Die vorangegangene Befragung umfasste in einer Vollerhebung rund 4500 Schülerinnen und Schülern aus dem Postleitzahlengebiet 23562 und 23564 sowie Groß Grönau und Groß Sarau. Hier wurden neben der Entfernung zur Schule auch die Wahl des Verkehrsmittels sowie der Grund für die Nutzung des jeweiligen Mittels abgefragt. Die Arbeitsgruppe forderte aber auch die Bewertung von Radwegen, Abstellmöglichkeiten und der Sicherheit ein und fragte nach Wünschen zur Verbesserung. „Das Fahrrad ist unter den Schülerinnen und Schülern das meist genutzte Verkehrsmittel“, so Semra Dogan aus dem Zentrum für Bevölkerungsmedizin und Versorgungsforschung der Universität zu Lübeck, die die Befragung der Schüler geleitet hat. „Die Sicherheit der Radwege wird jedoch unter den Befragten zum Großteil nur mit befriedigend oder sogar ausreichend bis mangelhaft bewertet. 63% der Befragten wünschen sich eine Sanierung und den Ausbau der Radwege“, berichtet Frau Dogan abschließend.
Das Team um Prof. Dr. Birger Gigla aus dem Institut für Akustik der Fachhochschule Lübeck ermittelte an 15 Messorten entlang der Ratzeburger Allee den (Rad-)Schulverkehr. Sie bezogen insgesamt rund 3400 Fahrradfahrerinnen und Fahrradfahrer in die Studie ein.
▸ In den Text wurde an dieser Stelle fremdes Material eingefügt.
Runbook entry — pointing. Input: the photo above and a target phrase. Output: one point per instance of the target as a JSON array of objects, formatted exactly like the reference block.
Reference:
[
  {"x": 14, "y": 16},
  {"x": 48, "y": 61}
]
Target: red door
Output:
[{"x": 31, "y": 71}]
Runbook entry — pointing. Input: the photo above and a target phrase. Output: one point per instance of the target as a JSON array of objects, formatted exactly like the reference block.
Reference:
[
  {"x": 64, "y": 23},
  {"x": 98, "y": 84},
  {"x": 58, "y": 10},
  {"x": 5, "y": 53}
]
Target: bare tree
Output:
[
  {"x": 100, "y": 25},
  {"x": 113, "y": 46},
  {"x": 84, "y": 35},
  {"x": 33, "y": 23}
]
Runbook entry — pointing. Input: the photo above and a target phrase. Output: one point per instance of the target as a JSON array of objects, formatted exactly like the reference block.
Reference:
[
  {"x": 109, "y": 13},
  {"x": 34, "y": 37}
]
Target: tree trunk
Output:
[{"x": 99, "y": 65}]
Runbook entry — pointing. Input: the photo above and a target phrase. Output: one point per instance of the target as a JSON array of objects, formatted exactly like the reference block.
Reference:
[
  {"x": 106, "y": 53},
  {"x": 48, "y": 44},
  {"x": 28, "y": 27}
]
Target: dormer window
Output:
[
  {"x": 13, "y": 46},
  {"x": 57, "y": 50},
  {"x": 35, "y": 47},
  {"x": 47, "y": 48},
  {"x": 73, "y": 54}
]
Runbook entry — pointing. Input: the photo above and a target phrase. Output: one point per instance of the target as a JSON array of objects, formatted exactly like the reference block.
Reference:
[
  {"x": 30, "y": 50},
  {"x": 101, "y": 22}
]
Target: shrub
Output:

Kurz vor Beginn der ersten Schulstunde erreicht die Radfahrerdichte täglich ihr Maximum: „In der Zeit von 7:35-7:50 Uhr ist die absolute ‚Rushhour‘“, berichtete Prof. Gigla. „In der Ratzeburger Alle auf Höhe Wallbrechtstraße warten an der Ampel auf einer Fläche von etwa 50 m² bis zu 30 Radfahrer gleichzeitig“, informierte der Wissenschaftler weiter. Neben Geisterfahrern unter den Radfahrer und Überholmanöver auf dem Gehweg stellen auch die unterschiedlichen Geschwindigkeiten der Radfahrer ein hohes Gefahrenpotenzial dar. Die Höchstgeschwindigkeiten lagen bei über 40 km/h.
Nicht nur für Technikfans könnte die Entstehung der App „AURA – Deine App für urbane Abenteuer“ (aura.itm.uni-luebeck.de) eine große Unterstützung bieten. (Semi-)automatisch wird das jeweils genutzte Verkehrsmittel durch Auswertung von Smartphone-Sensoren während der zurückgelegten Strecke erfasst und dient zur Erstellung einer Echtzeit-Verkehrskarte für alle Bürger. „In vorangegangenen Workshops sind viele kreative Ideen entstanden“, freut sich Prof. Dr. Andreas Schrader vom Institut für Telematik der Universität zu Lübeck. „Meine Lieblings-App ist ein Buzzer, der einem in der Hosentasche den Tretrhythmus vorgibt. Somit könnte man durchgängig auf der ‚Grüne Welle‘ fahren.“, erklärt er eine mögliche Zukunftsvision.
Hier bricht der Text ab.